Rabu, 29 Agustus 2007

KEPERCAYAAN DALAM PENSERTIPIKATAN TANAH

Kota-kota di Indonesia yang baru mulai berkembang, pada umumnya memperlihatkan ciri bauran antara kolektivisme desa dengan individualisme kota. Pada kota-kota jenis ini kepercayaan merupakan modal sosial bagi siapapun yang ingin beraktivitas. Kekentalan kolektivisme desa yang berbaur dengan kekentalan individualisme kota menjadi locus uji bagi kepercayaan.
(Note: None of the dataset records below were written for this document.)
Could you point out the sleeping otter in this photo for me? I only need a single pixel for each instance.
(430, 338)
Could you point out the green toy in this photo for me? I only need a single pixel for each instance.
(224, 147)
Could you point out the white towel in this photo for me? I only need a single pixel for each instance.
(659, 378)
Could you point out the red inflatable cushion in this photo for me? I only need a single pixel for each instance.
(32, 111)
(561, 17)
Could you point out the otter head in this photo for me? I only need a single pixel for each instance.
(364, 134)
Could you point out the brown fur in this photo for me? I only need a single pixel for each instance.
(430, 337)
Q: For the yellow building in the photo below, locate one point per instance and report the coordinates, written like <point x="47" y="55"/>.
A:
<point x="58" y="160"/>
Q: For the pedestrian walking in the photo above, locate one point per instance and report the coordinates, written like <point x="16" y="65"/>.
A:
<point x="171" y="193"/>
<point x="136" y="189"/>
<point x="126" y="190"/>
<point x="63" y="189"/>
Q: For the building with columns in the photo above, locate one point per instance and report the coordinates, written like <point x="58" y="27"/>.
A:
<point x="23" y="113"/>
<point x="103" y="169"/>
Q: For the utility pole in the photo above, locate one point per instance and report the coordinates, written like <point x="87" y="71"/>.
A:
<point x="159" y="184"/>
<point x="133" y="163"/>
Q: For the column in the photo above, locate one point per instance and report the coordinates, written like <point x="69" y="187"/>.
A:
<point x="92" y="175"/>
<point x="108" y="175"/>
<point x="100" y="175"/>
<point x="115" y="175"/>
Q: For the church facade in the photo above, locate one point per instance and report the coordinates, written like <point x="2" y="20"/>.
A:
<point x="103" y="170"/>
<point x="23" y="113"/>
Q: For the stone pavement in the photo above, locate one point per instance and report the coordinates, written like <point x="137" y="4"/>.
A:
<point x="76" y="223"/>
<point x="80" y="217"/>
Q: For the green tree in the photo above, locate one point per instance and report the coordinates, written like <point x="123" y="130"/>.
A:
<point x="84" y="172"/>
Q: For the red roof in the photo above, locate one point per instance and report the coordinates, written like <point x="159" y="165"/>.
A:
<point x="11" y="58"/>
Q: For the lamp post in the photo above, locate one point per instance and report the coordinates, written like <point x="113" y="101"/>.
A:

Dengan demikian kegiatan pensertipikatan tanah yang dilakukan pada kota-kota jenis ini mempersyaratkan kepercayaan, bagi keberhasilan kegiatan tersebut.
Kepercayaan adalah sebuah sikap yang diekspresikan oleh anggota masyarakat (atau pihak-pihak yang berkepentingan), sebagai akibat dari adanya harapan-harapan bagi terselenggaranya keteraturan, kejujuran, dan perilaku kooperatif dalam suatu penyelenggaraan kegiatan, yang didasarkan pada nilai-nilai yang berlaku. Dalam konteks ini masyarakat tidak akan berpartisipasi, bila mereka tidak percaya dengan kegiatan pensertipikatan tanah.
Agar masyarakat memiliki kepercayaan yang tinggi terhadap kegiatan pensertipikatan tanah, maka Kantor Pertanahan perlu: Pertama, menyelenggarakan pensertipikatan tanah secara teratur, tertib, atau prosedural sesuai dengan SPOPP (Standar Prosedur Operasi Pelayanan Pertanahan). Kedua, adanya kejujuran atau obyektivitas yang diperlihatkan oleh petugas Kantor Pertanahan ketika berinteraksi dengan masyarakat. Ketiga, adanya perilaku kooperatif (mampu bekerjasama dalam koridor peraturan perundangan yang berlaku) yang diperlihatkan oleh petugas Kantor Pertanahan, sehingga dapat membantu masyarakat secara optimal.

1 komentar:

FCM mengatakan...

Saya memiliki sebuah pemikiran tentang sertipikat. Sebuah produk pelayanankah? Atau sekedar komoditas bagi oknum tertentu.
Dua pertanyaan tersebut bisa dijawab dengan mencermati fenomena larisnya sertipikasi di kota2 besar dan tidak diminatinya sertipikasi di desa2 terpencil (meskipun gratis).
Kapan2 pengen buat tulisan topik tsb.